I see what you're saying, and from a close-up perspective you're right,
it's just a word, and extra commits are an overhead.

That said, the lack of gender inclusivity in tech is an injustice that's to
the detriment of us all... both socially *and* technically. We suffer
*technologically* because we don't have more women here. What if @isaacs
was a woman, and had been put off contributing? Or @bnoordhuis or @felixge?
How many great coders and amazing projects aren't here because we've made
women feel excluded?

Unless of course you think women don't have a valuable technical
contribution to make, or that there is no barrier for women to enter
communities like this. Both of those would be fair (but wrong) arguments.

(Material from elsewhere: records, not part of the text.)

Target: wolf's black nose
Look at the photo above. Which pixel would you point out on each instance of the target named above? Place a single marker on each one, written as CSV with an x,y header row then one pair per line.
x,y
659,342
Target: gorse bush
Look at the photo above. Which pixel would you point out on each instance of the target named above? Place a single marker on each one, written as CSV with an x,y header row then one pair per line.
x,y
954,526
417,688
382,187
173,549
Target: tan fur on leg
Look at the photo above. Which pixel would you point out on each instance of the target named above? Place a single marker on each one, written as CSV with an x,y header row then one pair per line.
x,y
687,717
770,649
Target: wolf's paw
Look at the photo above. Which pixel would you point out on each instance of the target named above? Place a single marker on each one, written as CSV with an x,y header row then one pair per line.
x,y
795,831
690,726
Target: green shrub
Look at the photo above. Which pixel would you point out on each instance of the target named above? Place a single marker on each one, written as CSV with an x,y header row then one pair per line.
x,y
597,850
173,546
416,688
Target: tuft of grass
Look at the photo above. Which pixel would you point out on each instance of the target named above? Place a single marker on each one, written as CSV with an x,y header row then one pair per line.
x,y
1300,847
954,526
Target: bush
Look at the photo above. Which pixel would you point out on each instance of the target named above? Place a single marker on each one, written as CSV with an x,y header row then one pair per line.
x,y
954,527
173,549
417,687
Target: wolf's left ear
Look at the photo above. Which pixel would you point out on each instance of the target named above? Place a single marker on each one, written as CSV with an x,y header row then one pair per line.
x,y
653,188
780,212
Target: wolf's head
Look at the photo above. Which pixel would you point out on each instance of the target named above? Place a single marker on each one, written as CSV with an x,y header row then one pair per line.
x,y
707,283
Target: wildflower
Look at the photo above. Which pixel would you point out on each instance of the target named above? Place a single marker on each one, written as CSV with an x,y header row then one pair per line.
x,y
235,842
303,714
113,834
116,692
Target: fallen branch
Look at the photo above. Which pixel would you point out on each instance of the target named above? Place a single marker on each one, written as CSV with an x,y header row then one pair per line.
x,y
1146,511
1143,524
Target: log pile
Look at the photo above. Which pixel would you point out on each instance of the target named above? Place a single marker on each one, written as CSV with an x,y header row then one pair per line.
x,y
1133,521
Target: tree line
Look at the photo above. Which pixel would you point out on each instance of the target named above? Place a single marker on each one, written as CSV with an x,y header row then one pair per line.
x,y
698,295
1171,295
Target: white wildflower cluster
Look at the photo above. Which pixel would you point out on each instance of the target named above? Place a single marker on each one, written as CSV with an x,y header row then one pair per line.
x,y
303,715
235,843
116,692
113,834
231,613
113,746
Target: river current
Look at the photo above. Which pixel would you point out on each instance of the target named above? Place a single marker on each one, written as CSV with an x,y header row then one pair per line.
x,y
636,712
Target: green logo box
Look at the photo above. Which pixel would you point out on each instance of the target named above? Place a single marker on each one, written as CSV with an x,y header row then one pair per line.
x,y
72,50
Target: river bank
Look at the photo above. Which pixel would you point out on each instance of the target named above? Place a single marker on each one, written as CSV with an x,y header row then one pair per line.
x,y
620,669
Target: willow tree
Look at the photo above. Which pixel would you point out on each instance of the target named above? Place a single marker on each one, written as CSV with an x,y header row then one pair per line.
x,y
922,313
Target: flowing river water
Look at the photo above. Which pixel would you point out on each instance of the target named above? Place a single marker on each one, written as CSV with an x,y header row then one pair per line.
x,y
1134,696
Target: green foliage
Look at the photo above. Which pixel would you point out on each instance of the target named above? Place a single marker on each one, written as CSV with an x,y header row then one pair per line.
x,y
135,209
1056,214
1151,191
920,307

Yes, it's just a couple of words in a comment, but in the same way that a
brick from the Berlin Wall is just a brick.

Thanks for listening

Rich


On 5 December 2013 11:03, Alex Kocharin <[email protected]> wrote:

>
> ravi,
>
>
>> Hello Alex,
>>
>> you use the word “community” and it seems to me that has certain
>> implications. It is perhaps a sad truth that the word is used in OSS as a
>> cliche or bromide, that OSS is mostly a *hobby* for very smart people
>> (men?) otherwise gainfully employed, but I would like to believe that is
>> not the case. Communities are not built on technicalities, and the concerns
>> of a community extend beyond the technical.
>>
>>
> Also, this is not about code, is it? It’s documentation.
>>
>
> It is about code. Proposed change was against comments in .c files. And
> here are a couple of technical reasons to discuss:
>
> - amount of commits and git history of these files
> - finding author of the original comment, git blame
> - clarity and usefullness of a comment
>
> Other reasons are non-technical and should not be considered. Yes, Rick, I
> do not use underscore. :)
>
> I did a couple of pull requests against node, and very well remember, that
> every single change is an inconvenience. But if it significantly improves
> something, and this improvement outweights the disadvantages that every
> single commit poses, it should be merged. Otherwise it should not. It is as
> simple as that.
>
> In that case I prefer to see "they" honestly, because "user" refers to an
> unlimited number of people. If somebody makes a commit only to change 2
> words, it should not be merged. Does it improve clarity? Nope. Dixi.